Arrivée à l’hôtel, un cinq-étoiles, un vrai, avec chambres spacieuses, immense piscine et parasols blancs sur plage de sable fin. Dans leur treillis crotté, les guerriers écarquillent leurs yeux ensommeillés. Reste moins de trois heures à dormir avant le petit déjeuner. Deux hommes piquent une tête dans la Méditerranée. Un autre groupe se dirige droit vers… la salle de musculation. Bouffer de la fonte, garder la condition, être prêt, toujours prêt. Ils sont ailleurs, ils sont là-bas.
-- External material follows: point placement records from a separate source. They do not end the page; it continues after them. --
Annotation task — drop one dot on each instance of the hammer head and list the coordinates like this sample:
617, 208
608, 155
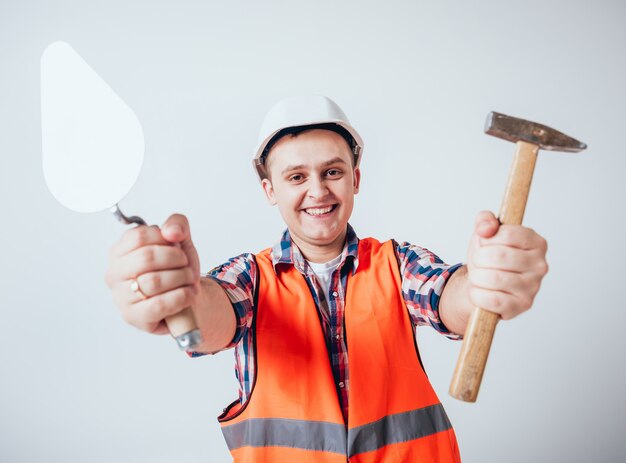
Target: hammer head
514, 129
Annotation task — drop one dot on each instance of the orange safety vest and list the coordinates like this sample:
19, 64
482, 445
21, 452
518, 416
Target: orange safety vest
293, 412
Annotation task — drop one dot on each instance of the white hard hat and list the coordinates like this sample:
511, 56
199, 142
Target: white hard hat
311, 111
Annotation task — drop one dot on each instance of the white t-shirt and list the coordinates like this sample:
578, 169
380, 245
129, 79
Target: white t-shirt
324, 271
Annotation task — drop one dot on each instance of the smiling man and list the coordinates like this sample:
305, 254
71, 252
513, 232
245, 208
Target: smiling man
323, 323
« Bienvenue au sas de Chypre »
Trop fort ce soleil grec, surtout quand il claque sur le bleu de la mer. En short et tee-shirt de leur unité, la « tenue militaire sportive» obligatoire, les hommes clignent des yeux. Cheveux ras, corps minces, taillés, très musclés, larges tatouages sombres sur jambes épilées, ils dénotent parmi les civils, touristes britanniques, russes, scandinaves, familles avec bébés, couples en voyage de noces, avec mariée en dentelle blanche errant pieds nus dans les couloirs.
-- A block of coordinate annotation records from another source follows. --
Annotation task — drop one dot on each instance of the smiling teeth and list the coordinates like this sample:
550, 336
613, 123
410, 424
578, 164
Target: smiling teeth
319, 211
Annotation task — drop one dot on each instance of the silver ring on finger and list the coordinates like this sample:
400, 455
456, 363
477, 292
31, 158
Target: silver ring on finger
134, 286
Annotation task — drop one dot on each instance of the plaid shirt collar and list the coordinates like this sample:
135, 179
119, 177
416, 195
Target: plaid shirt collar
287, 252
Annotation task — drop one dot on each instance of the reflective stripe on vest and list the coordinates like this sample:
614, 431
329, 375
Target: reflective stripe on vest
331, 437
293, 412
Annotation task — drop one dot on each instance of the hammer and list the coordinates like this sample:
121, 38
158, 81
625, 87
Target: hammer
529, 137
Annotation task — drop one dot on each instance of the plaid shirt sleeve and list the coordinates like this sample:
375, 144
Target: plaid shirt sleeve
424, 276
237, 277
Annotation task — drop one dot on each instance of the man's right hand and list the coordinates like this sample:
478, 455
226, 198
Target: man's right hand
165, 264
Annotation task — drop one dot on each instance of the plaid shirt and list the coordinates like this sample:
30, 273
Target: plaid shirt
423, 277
Sur le sable passe une créature déraisonnable, blonde, le corps entièrement gainé de latex noir brillant avec ouverture sur le nombril, talons hauts et déhanchement en accessoire : «Pince-moi ! Où est-ce qu’on est ?», bave un soldat, désarmé.
« Bienvenue à l’hôtel Coral Bay ! Bienvenue au sas !», lance le colonel Rodrigo, psychologue, un des concepteurs et l’âme d’un stage qui va durer trois jours. Le briefing est militaire, écran PowerPoint et silence dans les rangs. Pourquoi un tel luxe ? « Parce que vous l’avez bien mérité. » Attention ! Ce n’est pas un week-end de vacances, mais une mission : « Objectif impératif : se détendre. » Au programme, débriefing, minicroisière, séances de relaxation profonde, massages, visite d’un site archéologique à Paphos. La tenue et les activités sont obligatoires, l’alcool permis uniquement en soirée, et les sorties en ville; interdites. Après six mois de burqa et de sable, il faut savoir se tenir.
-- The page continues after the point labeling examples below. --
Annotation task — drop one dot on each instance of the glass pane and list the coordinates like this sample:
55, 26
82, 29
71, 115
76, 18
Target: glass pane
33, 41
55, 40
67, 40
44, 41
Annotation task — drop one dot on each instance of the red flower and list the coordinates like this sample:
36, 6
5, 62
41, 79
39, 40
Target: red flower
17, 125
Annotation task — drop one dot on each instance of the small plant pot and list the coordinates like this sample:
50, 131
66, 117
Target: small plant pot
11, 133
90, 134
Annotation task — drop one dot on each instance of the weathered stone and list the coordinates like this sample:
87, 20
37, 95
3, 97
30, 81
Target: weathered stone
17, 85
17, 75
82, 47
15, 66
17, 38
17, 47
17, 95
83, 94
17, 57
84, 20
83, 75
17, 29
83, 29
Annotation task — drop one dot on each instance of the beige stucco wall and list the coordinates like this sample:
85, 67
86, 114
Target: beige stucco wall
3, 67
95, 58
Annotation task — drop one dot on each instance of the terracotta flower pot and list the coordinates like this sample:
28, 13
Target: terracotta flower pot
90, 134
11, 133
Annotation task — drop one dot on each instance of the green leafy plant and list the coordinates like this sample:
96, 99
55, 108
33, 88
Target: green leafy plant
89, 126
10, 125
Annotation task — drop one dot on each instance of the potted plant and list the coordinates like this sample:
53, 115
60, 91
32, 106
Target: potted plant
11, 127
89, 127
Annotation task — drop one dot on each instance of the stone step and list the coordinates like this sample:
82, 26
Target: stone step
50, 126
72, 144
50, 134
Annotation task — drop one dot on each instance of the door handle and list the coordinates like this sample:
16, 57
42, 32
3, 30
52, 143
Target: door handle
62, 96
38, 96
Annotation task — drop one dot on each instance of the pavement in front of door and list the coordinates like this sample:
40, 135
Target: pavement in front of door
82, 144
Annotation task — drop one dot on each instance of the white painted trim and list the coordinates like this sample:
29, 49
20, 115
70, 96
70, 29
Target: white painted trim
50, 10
L’armée canadienne avait choisi de lâcher ses hommes en civil pendant cinq jours d’affilée. Résultat, une centaine d’incidents en un an, des bars bourrés d’ivrognes et de prostituées, et quelques belles bagarres avec les tenanciers et la pègre locale. Un soldat s’est retrouvé avec un 9 mm sur le front, un autre a défoncé la porte de l’hôtel et un troisième groupe a transformé tout le dernier étage en piscine. Quant aux Britanniques, qui enferment leurs soldats entre les murs d’une base militaire, ils envisagent de quitter Chypre pour Bagram, en Afghanistan !
« Lâcher prise »
L idée d’un sas s’est imposée à toutes les armées occidentales en guerre. Un soldat en Afghanistan, c’est six mois d’entraînement intensif et six mois sur le terrain. Une année où seule la mission compte. On lui martèle qu’il faut aller plus haut, plus vite, plus fort, être en alerte permanente, et qu’un moment de faiblesse ou de relâchement se paie au prix du sang, le sien et celui des autres. Puis soudain, l’avion du retour, un voyage de quelques heures, Paris, une caserne en province, la famille. Plus d’armes, plus de talibans, plus de mines, plus de camarades de combat, plus de mission. La vie en civil, dans son quotidien, sa fadeur, son étrangeté.
Avec en mémoire les cris, le sang, le feu, les règles de là-bas, un autre monde. L’armée vous a appris à vivre en guerrier d’élite, prêt à mourir et à tuer ; la société exige un citoyen lambda. Le choc est brutal. Les caprices du gamin, une chemise mal repassée, un hélico, les pétards du 14- Juillet, un chauffard, la foule… et souvent tout explose.
Depuis 1997, l’armée est devenue professionnelle, les opex (opérations extérieures) sont ouvertes à tous les engagés, la confrontation brutale avec la mort peut donc être le lot de chacun. Les premières cellules de soutien psychologique sont mises en place. Dans chaque section, un sous-officier, «référent psy», et des «officiers environnement humain» servent de détecteurs. L’embuscade d’Uzbeen – dix morts, une vingtaine de blessés et toute une section dévastée par les traumas psychiques – va jouer le rôle d’accélérateur.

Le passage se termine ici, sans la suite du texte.